The 21st century is becoming the age of the screen.  Surfaces all around us are becoming activated.  With images.  With information.  With video.  With life. 

Screens are no longer just a box to set on a table, plug in, and watch.  Screens are a surface.  They cover desks, walls, computers, telephones, and walls.  They cover areas to convey information about the environment.  They cover areas to brand a space, to entertain an audience, to transform a space.  Screens immerse us in fabricated, artificial experiences, even outside the movie theatre.    Screens transform simple handheld objects into complex media interfaces, such as phones and tablet computers.  The capacity for screens and accompanying interfaces to transform objects and environments grows so quickly that this single development vies for one of the most transformative forces in our environment in the 21st century.  It is a way to bring the vision of cyberspace, that is, the world of the Internet, into everyday life.  The Internet, and audiovisual media in general, becomes an increasingly powerful fixture in our minute-to-minute existence.  This would not be possible without screens.   

Screens bridge the gap between the invisible signals pulsing inside computers and our human world of sensual experience.  And what is fine art if not sensual experience? 

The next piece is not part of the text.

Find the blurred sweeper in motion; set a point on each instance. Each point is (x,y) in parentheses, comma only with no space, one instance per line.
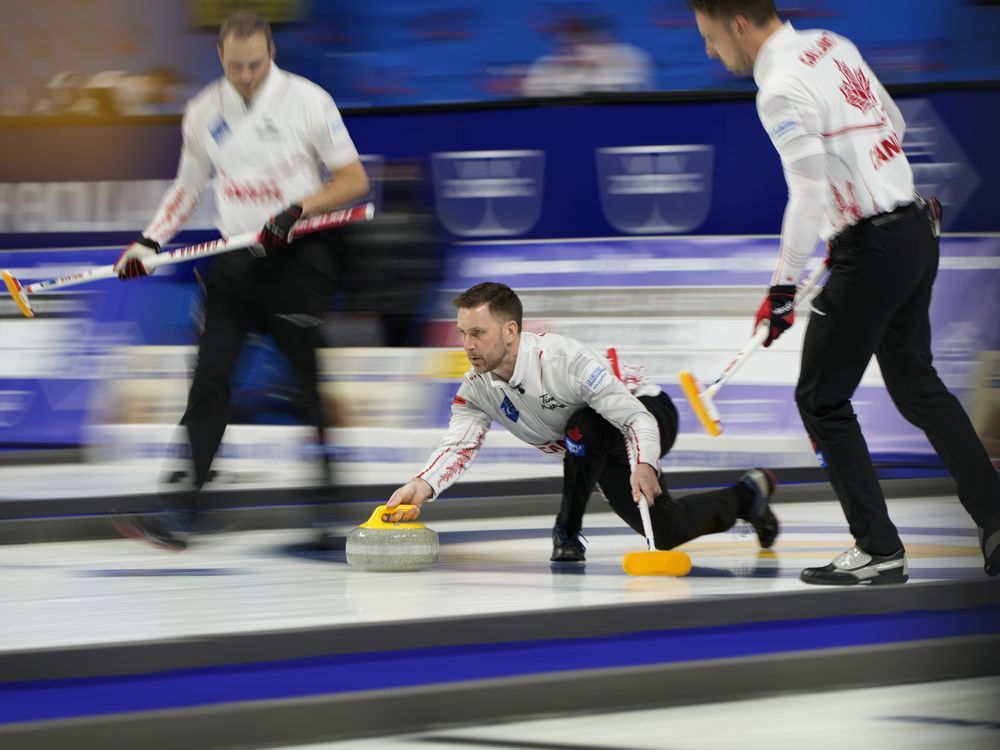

Moving painting is an emerging genre of art designed specifically for use on screens.  Also called video painting, dynamic painting, ambient painting, and ambient video, this medium exploits the ubiquity and affordability of screens and monitors.  Evoking the western tradition of oil painting, these compositions are designed with form, shape, color, and narrative with the added element of time.  Unlike traditional video art and film, the works are designed to be utilized daily in a living space.  They are displayed on the wall as a traditional painting would be shown using flat screen or projection technology. 

Timotheus Tomicek 

Moving Painting has been a quietly progressing genre for over one hundred years, in independent film, creative animation, video art, and new media and television installations.  Not until the 21st century with the commercial availability of the flat screen and compact high-definition playback and projectors did moving painting become codified as an art form qualitatively different than other art forms displayed on a screen.  The form factor of the flat screen allows this medium to be installed in a living space elegantly, blending into most any room.  Instead of a large, unsightly cathode ray television heaved into a corner, the flat screen rests unobtrusively in a living space, offering a large, brilliantly colored and brightly lit canvas.  Playback technology, ranging from solid-state hardware that plays from hard drives, memory cards, to live video streaming servers, high-definition imagery is possible on these screens with no visible hardware.  The illusion of an “electric canvas” is now complete, affordable, and practical.  This electric canvas brings together interior design and video playback to pave the way for a new kind of moving image different from film, video, or television: the moving image as fine art.